5 Foods to Avoid (But Not Completely!) When Breastfeeding
Nervous about what you should and shouldn’t eat and drink now that you’re nursing? You shouldn’t be. There are just a few tricky foods you need to be cautious about.
You may have heard a rumor that you need to avoid certain strongly flavored foods while breastfeeding, such as garlic or spicy foods, but there really aren’t hard and fast rules about the tastes you can enjoy. Remember: Somewhere in the world, a breastfeeding mom is eating that garlicky or spicy dish, and her baby is just fine. So don’t worry about flavors, and instead focus on the few, rare foods you do need to be cautious about. The good news? You may be able to enjoy them in small amounts.
Virtually all fish contain some mercury, a common pollutant that’s a known neurotoxin. (That means it can affect baby’s brain -- yikes!). But most of the time, the health benefits of eating fish -- high protein, low fat -- outweigh the risk. Most fish, after all, only contains trace amounts of mercury.
The exceptions (and the ones you need to avoid) are shark, swordfish, tilefish and king mackerel. These older, top-predator fish contain the highest levels of mercury, so eliminate those foods from your diet completely.
Instead, feel free to eat about to 12 ounces (that’s about two meals) per week of fish that have lower mercury levels, such as shrimp, canned light tuna, salmon, pollock and catfish.
After taking nine months off of drinking, you’d probably like to have an occasional beer or glass of wine, and that’s totally fine. It’s even okay to nurse your baby after you’ve had one glass of wine or beer (but, really just one). “Think of the DMV guidelines for drinking and driving,” says Jennifer Ritchie, IBCLC and author of I Make Milk…What’s Your Superpower? “If you can safely drive a car, you can breastfeed.”
If you’ve had even a bit too much, wait until the alcohol has cleared your body before breastfeeding. If your breasts get uncomfortably full, you can pump and dump the milk. Otherwise, there’s no need to pump and dump; the alcohol won’t accumulate in the milk in your breasts (contrary to popular belief). By the time your blood is free of alcohol, your milk will be too.
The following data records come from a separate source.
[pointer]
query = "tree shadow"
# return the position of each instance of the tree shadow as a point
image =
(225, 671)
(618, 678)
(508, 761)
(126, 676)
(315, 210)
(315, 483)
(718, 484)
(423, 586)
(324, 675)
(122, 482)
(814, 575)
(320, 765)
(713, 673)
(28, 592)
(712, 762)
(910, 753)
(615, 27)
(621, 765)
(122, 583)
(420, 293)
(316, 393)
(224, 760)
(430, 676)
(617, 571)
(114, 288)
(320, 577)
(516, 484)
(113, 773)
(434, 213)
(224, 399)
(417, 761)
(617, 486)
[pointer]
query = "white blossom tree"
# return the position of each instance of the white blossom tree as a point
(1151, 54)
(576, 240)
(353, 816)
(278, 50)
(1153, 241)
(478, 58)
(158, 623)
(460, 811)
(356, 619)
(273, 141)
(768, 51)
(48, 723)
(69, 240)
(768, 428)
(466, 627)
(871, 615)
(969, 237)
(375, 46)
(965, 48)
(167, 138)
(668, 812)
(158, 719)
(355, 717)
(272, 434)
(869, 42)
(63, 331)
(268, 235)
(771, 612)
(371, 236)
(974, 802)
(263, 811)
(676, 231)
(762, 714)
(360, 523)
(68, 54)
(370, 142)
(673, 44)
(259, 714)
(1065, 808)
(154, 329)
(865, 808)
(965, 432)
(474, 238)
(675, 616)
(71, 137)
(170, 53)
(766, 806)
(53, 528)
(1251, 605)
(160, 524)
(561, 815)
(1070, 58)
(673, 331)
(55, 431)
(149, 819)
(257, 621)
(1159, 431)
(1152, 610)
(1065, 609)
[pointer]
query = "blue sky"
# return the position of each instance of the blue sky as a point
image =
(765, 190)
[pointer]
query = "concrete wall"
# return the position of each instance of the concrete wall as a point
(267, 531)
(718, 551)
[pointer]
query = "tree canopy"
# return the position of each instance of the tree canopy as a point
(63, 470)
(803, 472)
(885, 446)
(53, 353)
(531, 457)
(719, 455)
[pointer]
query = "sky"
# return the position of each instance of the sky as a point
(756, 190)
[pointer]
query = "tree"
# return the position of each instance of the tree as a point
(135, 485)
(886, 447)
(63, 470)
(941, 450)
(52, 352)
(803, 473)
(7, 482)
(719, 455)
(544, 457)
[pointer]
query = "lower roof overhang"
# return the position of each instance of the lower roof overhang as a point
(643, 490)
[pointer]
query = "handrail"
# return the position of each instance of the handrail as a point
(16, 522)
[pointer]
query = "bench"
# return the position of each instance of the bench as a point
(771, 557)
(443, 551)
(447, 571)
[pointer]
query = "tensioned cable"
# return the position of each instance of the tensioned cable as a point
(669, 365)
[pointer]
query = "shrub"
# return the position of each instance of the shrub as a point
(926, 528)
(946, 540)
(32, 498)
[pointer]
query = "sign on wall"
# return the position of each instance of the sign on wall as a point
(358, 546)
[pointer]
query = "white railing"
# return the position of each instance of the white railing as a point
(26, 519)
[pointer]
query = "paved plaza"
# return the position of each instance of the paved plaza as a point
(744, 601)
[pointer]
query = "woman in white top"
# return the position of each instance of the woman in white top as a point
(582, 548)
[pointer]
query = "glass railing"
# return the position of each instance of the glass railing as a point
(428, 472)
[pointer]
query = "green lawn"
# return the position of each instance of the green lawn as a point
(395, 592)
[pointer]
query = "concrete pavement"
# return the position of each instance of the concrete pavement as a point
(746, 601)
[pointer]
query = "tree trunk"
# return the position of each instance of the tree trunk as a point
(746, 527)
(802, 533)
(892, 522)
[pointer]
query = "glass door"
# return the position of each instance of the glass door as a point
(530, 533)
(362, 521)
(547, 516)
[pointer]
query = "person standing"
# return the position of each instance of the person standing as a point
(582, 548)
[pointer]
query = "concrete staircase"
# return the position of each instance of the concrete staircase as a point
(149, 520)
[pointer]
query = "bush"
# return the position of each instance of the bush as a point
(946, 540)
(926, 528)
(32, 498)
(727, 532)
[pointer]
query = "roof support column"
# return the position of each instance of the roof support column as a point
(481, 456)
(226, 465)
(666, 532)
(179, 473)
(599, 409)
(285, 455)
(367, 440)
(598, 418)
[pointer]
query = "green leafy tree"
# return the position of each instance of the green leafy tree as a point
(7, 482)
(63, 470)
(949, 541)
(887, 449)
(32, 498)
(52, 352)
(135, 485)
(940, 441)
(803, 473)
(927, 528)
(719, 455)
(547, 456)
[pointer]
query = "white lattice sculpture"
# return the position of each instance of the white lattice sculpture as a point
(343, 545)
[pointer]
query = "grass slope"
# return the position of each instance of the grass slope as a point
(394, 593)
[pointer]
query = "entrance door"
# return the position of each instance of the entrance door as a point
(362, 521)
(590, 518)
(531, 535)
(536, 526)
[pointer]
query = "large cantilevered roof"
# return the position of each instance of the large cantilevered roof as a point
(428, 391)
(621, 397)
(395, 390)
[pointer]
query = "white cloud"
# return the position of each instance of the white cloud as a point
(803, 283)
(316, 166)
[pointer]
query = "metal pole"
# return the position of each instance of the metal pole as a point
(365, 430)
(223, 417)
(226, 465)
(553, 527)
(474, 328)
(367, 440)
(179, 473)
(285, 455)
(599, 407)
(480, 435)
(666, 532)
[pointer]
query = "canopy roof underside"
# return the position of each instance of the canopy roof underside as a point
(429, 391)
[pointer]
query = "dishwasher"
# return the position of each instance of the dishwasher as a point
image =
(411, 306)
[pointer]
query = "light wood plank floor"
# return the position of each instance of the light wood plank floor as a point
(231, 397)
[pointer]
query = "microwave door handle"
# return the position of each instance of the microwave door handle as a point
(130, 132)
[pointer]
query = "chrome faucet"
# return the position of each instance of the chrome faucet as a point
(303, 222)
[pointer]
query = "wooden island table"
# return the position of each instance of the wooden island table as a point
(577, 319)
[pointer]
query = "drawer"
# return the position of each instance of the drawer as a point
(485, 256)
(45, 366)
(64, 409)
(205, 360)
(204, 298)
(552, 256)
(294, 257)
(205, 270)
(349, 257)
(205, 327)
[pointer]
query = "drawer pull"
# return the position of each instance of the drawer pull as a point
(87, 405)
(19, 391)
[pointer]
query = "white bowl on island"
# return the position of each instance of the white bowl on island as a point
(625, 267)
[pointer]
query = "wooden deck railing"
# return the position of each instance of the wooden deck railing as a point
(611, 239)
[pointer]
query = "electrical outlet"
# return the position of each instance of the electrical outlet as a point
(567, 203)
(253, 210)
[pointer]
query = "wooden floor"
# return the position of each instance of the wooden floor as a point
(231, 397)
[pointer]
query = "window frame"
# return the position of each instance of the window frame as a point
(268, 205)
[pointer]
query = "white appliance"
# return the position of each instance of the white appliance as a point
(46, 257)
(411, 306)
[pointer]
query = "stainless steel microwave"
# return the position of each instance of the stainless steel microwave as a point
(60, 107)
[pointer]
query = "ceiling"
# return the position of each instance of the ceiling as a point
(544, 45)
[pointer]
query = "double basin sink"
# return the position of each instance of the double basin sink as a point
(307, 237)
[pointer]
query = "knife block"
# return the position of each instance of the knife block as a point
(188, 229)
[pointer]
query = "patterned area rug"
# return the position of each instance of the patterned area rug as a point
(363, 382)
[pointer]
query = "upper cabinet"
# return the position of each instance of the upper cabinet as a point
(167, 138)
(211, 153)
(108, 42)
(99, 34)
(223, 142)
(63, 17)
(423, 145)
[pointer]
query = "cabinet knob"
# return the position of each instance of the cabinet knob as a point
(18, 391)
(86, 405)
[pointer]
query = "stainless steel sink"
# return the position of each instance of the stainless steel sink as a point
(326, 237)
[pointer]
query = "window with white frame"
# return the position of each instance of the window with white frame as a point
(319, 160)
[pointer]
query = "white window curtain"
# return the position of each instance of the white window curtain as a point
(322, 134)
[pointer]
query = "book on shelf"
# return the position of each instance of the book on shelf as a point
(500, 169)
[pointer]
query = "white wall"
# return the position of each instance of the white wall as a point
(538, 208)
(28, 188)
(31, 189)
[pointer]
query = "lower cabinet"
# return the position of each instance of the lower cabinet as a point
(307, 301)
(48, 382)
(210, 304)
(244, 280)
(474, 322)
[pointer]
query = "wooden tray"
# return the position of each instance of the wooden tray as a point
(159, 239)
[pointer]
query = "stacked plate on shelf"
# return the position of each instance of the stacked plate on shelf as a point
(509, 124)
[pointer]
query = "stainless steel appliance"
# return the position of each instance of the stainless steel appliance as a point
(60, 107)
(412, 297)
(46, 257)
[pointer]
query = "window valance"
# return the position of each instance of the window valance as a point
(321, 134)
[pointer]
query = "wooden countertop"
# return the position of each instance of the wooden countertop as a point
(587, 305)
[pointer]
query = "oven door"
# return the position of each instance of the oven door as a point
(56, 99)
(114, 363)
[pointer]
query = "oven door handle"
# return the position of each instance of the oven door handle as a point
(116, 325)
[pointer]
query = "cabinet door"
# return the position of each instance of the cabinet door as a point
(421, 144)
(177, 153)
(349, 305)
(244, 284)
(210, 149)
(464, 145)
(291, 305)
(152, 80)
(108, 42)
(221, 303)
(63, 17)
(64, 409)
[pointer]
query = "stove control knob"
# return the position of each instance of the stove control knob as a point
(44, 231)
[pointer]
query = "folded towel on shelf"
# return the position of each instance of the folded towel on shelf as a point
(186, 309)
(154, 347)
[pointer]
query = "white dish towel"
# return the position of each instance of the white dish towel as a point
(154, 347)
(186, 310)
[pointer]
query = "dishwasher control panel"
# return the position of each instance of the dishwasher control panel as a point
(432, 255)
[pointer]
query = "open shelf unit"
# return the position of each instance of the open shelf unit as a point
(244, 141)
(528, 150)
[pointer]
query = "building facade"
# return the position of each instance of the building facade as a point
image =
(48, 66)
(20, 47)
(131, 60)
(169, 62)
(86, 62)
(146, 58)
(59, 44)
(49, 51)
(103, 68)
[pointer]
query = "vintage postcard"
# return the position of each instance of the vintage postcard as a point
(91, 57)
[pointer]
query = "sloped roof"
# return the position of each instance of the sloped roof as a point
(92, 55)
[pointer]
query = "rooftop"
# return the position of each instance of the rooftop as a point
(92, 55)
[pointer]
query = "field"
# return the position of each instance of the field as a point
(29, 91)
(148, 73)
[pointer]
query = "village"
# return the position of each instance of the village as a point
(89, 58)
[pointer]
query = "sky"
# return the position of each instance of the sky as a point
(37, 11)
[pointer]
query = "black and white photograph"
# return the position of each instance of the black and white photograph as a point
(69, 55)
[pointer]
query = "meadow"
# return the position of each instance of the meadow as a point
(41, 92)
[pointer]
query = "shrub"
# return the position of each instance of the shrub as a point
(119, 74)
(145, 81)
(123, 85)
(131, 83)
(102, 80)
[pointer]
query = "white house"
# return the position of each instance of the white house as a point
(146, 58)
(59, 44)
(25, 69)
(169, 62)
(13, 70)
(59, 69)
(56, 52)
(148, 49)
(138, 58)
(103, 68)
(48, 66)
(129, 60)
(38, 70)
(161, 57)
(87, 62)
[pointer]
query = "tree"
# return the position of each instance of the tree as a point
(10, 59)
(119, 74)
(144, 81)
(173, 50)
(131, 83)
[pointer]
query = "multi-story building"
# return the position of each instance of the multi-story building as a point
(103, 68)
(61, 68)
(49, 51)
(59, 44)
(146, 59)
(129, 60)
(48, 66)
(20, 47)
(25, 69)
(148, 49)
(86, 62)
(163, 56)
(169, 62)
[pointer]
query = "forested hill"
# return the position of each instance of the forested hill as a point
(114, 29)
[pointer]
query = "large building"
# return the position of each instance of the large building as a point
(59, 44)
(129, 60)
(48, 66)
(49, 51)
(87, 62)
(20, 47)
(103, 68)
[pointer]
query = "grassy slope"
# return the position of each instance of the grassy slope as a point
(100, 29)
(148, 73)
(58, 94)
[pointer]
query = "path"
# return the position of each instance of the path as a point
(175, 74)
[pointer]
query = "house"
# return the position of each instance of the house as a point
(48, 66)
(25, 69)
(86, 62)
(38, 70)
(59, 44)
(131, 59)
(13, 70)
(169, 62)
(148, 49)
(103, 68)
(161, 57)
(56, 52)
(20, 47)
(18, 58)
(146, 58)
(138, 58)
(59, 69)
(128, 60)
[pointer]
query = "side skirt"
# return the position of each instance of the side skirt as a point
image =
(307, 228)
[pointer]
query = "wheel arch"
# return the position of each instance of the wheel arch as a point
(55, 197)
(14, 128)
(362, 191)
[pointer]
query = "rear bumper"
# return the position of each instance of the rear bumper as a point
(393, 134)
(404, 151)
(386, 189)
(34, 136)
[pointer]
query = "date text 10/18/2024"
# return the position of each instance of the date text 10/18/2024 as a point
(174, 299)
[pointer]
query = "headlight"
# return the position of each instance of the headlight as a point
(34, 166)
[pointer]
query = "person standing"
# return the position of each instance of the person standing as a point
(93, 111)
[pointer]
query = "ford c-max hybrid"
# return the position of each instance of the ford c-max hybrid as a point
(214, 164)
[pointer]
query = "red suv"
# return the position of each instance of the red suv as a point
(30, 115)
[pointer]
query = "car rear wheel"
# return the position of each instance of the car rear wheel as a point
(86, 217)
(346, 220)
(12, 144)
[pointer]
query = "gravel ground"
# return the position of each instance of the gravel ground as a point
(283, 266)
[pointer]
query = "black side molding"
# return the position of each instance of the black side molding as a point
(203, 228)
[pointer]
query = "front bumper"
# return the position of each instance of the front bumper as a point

Good news if you need a jolt after all those late nights you’ve been spending with baby. Caffeine is okay too, in moderate doses. So go ahead and enjoy your morning coffee, an afternoon tea or even the occasional soda. As long as you limit your caffeine intake to no more than two or three cups of a caffeinated beverage a day, you and baby will be just fine.
Know that caffeine passes into your bloodstream, which means it can get into your breast milk, so having more than those couple cups of coffee could make baby jittery and more prone to wakefulness, so don’t go crazy with the java.
You probably don’t eat a ton of peppermint anyway, but a word to the wise: High doses of peppermint have been known to inhibit milk production. In fact, peppermint is an herb that’s sometimes used by moms who are ready to stop breastfeeding and want to dry up their milk supply.
But don’t worry about the occasional cup of peppermint tea; you could probably even eat your fill of candy canes before you’d notice any adverse effects. But if you notice your supply dropping off after you’ve ingested a bunch of peppermint, it’s best to lay off for a while.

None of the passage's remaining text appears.